The following is an extract from the British Council’s Education in East Asia – By the Numbers report, ‘Is South Asia’s student mobility market set for growth?’, written by Jeremy Chan, Regional Head of Research and Consultancy, East Asia at the British Council. The British Council’s Services for International Education Marketing (SIEM) team helps UK institutions refine their internationalisation strategies to succeed in East Asia and around the globe. The full report is available to registered members of the British Council website here.

The state of student mobility from South Asia to the UK has been a nearly endless series of bad news since 2011, but green shoots in Bangladesh suggest that the region may have bottomed out and be set for growth again. This rebound comes not a moment too soon – and perhaps two years too late – as South Asia will be the most important growth market for international student mobility for the foreseeable future and has already recorded rapid rises in enrolments in Australia, the US and Canada since 2013. The UK cannot afford to fall any further behind.

“This rebound comes not a moment too soon – and perhaps two years too late – as South Asia will be the most important growth market for international student mobility for the foreseeable future”

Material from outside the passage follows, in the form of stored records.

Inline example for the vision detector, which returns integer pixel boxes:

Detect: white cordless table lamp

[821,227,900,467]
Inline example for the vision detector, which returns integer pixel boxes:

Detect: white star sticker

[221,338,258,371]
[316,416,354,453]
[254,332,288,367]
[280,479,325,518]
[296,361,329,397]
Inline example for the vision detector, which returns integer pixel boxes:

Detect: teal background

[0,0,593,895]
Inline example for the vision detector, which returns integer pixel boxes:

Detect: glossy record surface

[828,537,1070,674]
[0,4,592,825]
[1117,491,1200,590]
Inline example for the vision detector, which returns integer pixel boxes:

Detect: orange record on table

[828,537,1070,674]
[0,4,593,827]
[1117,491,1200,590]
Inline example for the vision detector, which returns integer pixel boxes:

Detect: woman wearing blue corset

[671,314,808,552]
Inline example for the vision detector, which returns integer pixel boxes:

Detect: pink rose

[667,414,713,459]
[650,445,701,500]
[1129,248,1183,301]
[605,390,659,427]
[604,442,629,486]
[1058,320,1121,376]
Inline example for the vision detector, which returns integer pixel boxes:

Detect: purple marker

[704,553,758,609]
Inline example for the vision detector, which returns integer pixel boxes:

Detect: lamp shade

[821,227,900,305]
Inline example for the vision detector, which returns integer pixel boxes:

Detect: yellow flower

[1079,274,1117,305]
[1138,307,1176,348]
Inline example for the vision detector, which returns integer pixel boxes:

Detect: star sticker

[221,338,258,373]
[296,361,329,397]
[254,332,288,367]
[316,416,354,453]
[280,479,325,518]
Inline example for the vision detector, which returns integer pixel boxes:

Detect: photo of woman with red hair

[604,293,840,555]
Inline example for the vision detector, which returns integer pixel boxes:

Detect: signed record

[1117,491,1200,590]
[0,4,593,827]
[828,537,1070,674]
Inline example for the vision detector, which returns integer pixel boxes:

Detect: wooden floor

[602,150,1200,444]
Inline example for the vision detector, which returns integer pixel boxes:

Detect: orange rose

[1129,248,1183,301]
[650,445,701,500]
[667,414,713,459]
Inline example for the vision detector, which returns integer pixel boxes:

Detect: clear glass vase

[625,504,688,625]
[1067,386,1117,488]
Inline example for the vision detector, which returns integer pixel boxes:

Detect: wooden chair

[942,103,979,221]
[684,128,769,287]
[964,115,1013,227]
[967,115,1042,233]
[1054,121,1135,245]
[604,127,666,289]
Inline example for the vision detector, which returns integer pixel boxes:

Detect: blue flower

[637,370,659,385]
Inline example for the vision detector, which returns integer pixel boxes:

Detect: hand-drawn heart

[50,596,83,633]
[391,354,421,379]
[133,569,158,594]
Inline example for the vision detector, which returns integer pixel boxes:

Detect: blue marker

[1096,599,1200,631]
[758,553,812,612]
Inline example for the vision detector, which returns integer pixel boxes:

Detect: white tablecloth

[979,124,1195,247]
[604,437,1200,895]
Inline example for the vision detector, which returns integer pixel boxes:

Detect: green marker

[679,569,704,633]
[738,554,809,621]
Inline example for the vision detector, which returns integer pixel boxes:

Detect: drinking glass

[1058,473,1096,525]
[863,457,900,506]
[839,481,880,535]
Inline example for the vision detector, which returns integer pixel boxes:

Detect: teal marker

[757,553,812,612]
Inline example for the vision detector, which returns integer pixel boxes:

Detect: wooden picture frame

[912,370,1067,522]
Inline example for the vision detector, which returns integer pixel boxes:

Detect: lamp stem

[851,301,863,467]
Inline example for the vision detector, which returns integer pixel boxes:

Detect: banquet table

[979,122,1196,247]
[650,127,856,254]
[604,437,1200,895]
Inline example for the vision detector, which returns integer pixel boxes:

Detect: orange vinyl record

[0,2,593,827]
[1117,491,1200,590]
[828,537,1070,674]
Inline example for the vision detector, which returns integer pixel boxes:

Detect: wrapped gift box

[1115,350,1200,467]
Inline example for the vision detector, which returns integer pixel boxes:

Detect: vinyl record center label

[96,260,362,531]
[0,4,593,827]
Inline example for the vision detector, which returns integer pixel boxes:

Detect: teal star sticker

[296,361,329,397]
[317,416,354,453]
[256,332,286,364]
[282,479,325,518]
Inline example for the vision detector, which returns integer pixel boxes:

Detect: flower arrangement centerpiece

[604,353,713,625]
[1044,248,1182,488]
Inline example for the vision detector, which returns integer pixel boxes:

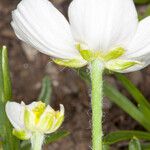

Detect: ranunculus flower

[6,102,64,140]
[11,0,150,72]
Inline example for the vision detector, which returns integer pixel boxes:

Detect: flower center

[32,102,46,123]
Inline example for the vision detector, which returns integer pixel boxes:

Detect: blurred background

[0,0,150,150]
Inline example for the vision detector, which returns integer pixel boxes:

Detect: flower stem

[31,132,44,150]
[91,60,103,150]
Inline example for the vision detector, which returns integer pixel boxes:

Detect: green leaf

[115,73,150,109]
[104,83,150,131]
[0,46,20,150]
[38,76,52,105]
[45,131,70,144]
[103,131,150,145]
[78,70,150,131]
[129,138,142,150]
[115,73,150,118]
[142,143,150,150]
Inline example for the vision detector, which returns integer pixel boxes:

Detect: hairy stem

[91,60,103,150]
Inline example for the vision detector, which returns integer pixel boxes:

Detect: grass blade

[103,131,150,145]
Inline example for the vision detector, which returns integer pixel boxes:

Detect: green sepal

[103,47,125,61]
[24,108,36,131]
[13,129,31,140]
[105,59,142,72]
[53,59,86,68]
[80,50,95,62]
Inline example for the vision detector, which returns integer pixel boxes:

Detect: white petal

[123,17,150,72]
[126,17,150,59]
[11,0,80,59]
[5,102,24,130]
[60,104,65,115]
[69,0,138,50]
[122,52,150,73]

For the UK, the South Asia region has made for a wild ride since 2009, when issuance of long-term UK study visas began to surge, only to collapse again two years later. Today, the region issues some 40 per cent fewer visas than it did in 2005, and more than 80 per cent fewer visas than it did at its peak in the middle of 2010. Demand for UK education continues to decline in four of the five countries in the region – India, Pakistan, Sri Lanka and Nepal – albeit at a slowing rate. More encouragingly, strong growth in demand for UK education from Bangladesh in 2014 points to glimmers of light at the end of the tunnel for the region as a whole.

Reasons for (cautious) optimism

It goes without saying that today’s visa applicants are tomorrow’s students, which means that new enrolments from South Asia at UK institutions have almost certainly continued to decline in 2014/15 on the back of falling numbers of applications for UK study visas. However, growth could rebound in time for the 2015/16 cohort, although even in this slightly optimistic scenario, mobility to the UK will return to growth more than two years after the South Asia market began to recover in other major English speaking host destination countries. This suggests that UK market share will not necessarily improve even with a rebound in enrolments – a function of both the severe decline in South Asia’s outbound student mobility market to the UK from 2011-14, as well as the more rapid increase in enrolments from the region in Australia, the US and Canada in recent years.

Indeed, Australia has reported especially strong growth in enrolments from all of South Asia in 2014, while the U.S. and Canada have seen overall increases from the region in 2013/14 – and Bangladesh in particular. The strong growth in enrolments from Bangladesh across all major markets suggests that its outbound student market is indeed growing faster than other countries in South Asia, with the ‘push’ factors for students from Bangladesh perhaps outweighing the ‘pull’ factors in any given host destination country.

“For the UK, in other words, a rebound in Bangladesh may only be a function of a rising tide lifting all boats”

For the UK, in other words, a rebound in Bangladesh may only be a function of a rising tide lifting all boats; UK market share will tell the full story of how the UK education offer stacks up against the competition. On this front, the latest visa application data suggests that the UK continued to lose ground in 2013/14 but may have recovered a bit in 2014/15 – after more than three years of consecutive decline in issuance of new long-term UK study visas to students in Bangladesh, its outbound student market returned to growth in 2014 and has increased at an annual rate of nearly 25 per cent through the first three quarters of 2014, according to data from the Home Office.